Publication Date: 05 July 2003
FBI to check Rupert tapes
By Sean O'Driscoll
FBI agents in Chicago are to spend the weekend editing tapes of conversations with Real IRA informant, David Rupert, before they are due to be handed over to lawyers representing alleged Real IRA leader Michael McKevitt on Monday.
Three Chicago journalists who were writing a book on Mr Rupert's life were forced to give copies of the tapes to Mr McKevitt's lawyers after they lost a legal appeal on Thursday.
However, the FBI is to vet the tapes over the weekend to ensure that they do not contain any classified information or information that might damage US national security.
Mr Rupert had been paid by the FBI to infiltrate the Real IRA and is under the agency's witness protection program.
Two of the three journalists, Abdon Pallasch and Robert Herguth, both of the Chicago Sun-Times, handed over the tapes to an FBI attorney yesterday outside a federal building in downtown Chicago.
Afterwards, Mr Pallasch expressed his deep disappointment that he had been forced to hand over the tapes on US Independence Day, a day when Americans celebrate personal freedoms.
"Being forced to give the FBI tapes of us and our source speaking on and off the record is not the way we would like to celebrate the 4th of July," he said.
A District Court judge, Ronald Guzman, had ruled on Wednesday that the three must hand over the tapes to Mr McKevitt's lawyers, but the journalists refused to hand them over until an appeal had been heard.

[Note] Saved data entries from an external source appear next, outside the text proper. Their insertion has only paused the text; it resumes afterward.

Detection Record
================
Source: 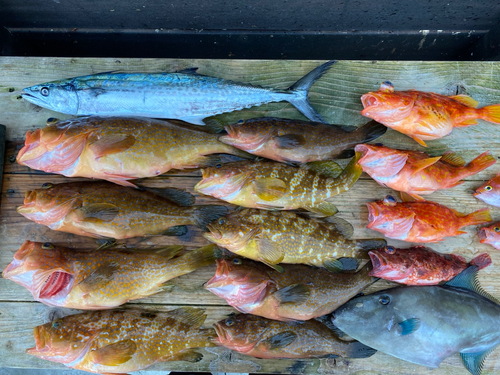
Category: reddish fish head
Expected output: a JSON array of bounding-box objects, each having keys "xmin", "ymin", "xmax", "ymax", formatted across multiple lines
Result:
[
  {"xmin": 474, "ymin": 175, "xmax": 500, "ymax": 208},
  {"xmin": 366, "ymin": 196, "xmax": 415, "ymax": 240},
  {"xmin": 17, "ymin": 119, "xmax": 89, "ymax": 173},
  {"xmin": 204, "ymin": 259, "xmax": 272, "ymax": 312},
  {"xmin": 16, "ymin": 183, "xmax": 77, "ymax": 226},
  {"xmin": 2, "ymin": 241, "xmax": 74, "ymax": 304},
  {"xmin": 219, "ymin": 119, "xmax": 274, "ymax": 152},
  {"xmin": 355, "ymin": 143, "xmax": 408, "ymax": 178},
  {"xmin": 478, "ymin": 222, "xmax": 500, "ymax": 250},
  {"xmin": 368, "ymin": 245, "xmax": 412, "ymax": 278},
  {"xmin": 213, "ymin": 314, "xmax": 263, "ymax": 352},
  {"xmin": 27, "ymin": 315, "xmax": 91, "ymax": 364},
  {"xmin": 194, "ymin": 163, "xmax": 251, "ymax": 200},
  {"xmin": 361, "ymin": 82, "xmax": 415, "ymax": 123}
]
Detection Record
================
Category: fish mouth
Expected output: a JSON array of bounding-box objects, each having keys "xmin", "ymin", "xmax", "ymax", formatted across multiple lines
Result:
[
  {"xmin": 213, "ymin": 322, "xmax": 229, "ymax": 345},
  {"xmin": 27, "ymin": 326, "xmax": 46, "ymax": 356},
  {"xmin": 360, "ymin": 93, "xmax": 382, "ymax": 114},
  {"xmin": 21, "ymin": 91, "xmax": 48, "ymax": 107},
  {"xmin": 204, "ymin": 259, "xmax": 229, "ymax": 289},
  {"xmin": 366, "ymin": 202, "xmax": 380, "ymax": 227},
  {"xmin": 205, "ymin": 223, "xmax": 222, "ymax": 241},
  {"xmin": 368, "ymin": 251, "xmax": 387, "ymax": 274},
  {"xmin": 17, "ymin": 129, "xmax": 43, "ymax": 164},
  {"xmin": 354, "ymin": 144, "xmax": 375, "ymax": 166},
  {"xmin": 478, "ymin": 227, "xmax": 490, "ymax": 243}
]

Mr McKevitt's legal team warned on Thursday that the men could have faced jail and fines of $$1,000 a day if they had not handed over the tapes. However, the three journalists lost their appeal at the 7th Circuit Appeal Court in Chicago later that day and handed the tapes over to the FBI.

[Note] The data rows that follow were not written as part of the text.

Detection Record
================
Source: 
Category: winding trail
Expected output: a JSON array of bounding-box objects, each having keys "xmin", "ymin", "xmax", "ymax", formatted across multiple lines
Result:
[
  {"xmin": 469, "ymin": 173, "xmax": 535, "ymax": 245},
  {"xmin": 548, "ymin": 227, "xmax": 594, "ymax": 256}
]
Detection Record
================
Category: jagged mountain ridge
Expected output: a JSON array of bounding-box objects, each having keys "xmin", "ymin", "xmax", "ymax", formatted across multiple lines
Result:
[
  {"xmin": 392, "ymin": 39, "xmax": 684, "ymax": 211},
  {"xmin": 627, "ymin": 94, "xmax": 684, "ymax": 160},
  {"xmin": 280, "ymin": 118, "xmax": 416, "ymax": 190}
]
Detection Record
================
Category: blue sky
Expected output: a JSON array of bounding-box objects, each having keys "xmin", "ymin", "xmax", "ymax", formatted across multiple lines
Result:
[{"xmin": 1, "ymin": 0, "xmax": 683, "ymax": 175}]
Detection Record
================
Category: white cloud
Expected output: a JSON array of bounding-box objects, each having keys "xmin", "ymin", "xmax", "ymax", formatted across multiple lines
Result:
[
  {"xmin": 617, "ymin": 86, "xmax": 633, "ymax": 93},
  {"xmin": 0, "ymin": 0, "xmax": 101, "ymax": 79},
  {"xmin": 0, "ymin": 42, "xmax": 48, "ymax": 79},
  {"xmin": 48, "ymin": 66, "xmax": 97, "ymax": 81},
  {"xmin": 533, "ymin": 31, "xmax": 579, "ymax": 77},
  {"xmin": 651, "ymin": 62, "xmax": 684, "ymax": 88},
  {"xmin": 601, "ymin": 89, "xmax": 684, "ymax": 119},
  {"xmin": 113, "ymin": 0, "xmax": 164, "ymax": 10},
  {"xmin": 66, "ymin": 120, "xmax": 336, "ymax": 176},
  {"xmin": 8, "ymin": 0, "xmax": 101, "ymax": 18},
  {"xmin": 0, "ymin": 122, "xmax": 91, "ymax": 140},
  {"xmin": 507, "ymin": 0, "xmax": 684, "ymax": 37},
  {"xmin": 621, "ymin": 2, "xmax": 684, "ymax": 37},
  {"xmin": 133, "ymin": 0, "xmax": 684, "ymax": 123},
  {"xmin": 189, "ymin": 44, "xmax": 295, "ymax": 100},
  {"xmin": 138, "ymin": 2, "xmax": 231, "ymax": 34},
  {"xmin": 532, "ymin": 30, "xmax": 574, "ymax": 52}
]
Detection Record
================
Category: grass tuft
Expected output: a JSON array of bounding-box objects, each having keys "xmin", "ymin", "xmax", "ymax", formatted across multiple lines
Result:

The FBI requested copies of the tapes after US government attorneys made legal submissions to Judge Guzman late last week saying that the tapes may contain information that could put lives at risk or damage U.S national security.
Mr Rupert, a prosecution witness at Mr McKevitt's trial at the Special Criminal Court in Dublin, was interviewed by the two journalists and Flynn McRoberts of the Chicago Tribune.